There's a lovely little preschool, I have been admiring for a few years now. One I've always envisioned the boys going to. Just a short walk from home and right near the school they'll be attending, it's a perfect option for our family. This week, I received an offer of a position for Angus, starting next year. As with most of the preschools in the area, this one had a huge waiting list. So we're pretty lucky to get a spot. My initial relief and excitement was replaced quickly by concern and guilt.
This year has presented an extraordinary set of circumstances, which will ultimately mean when Angus starts at the new preschool in January, it will be his third change in a year. I feel awful thinking about this. The idea of uprooting him from yet another preschool, only to start all over again in a new one, is one I'm definitely not looking forward to. The hardest part being how very settled and happy he is with his current teachers and friends. I also, love the current setup (with the exception of the half hour drive, in peak hour traffic, for drop off and pick up). In no way was it supposed to turn out like this. However, certain outcomes in life are taken clean out of our control.

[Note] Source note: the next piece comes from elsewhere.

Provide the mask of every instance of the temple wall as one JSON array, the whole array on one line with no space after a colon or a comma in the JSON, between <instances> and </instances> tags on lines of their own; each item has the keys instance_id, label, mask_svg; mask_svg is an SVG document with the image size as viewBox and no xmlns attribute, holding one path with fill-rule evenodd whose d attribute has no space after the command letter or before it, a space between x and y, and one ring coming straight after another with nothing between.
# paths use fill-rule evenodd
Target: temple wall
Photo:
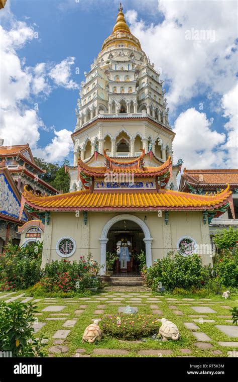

So I have been busy agonising over this issue. Dealing with dates and times and enrolment forms. Plus, being far too chicken to mention anything to Angus... or even his teachers. I really need to thicken this skin of mine. To cap off an extremely on the go couple of days with my littlest boy, we spent a beautiful hour down by the harbour. Wasting time before picking Angus up from preschool. This location would have to be one of my favourites. I've enjoyed the view here many a time over the years. While we haven't exactly experienced the sultry heat of Summer since we kicked it off yesterday, Felix and I made the most of the fresh and gusty afternoon, bathed in sunshine, at the most breathtaking of parks around.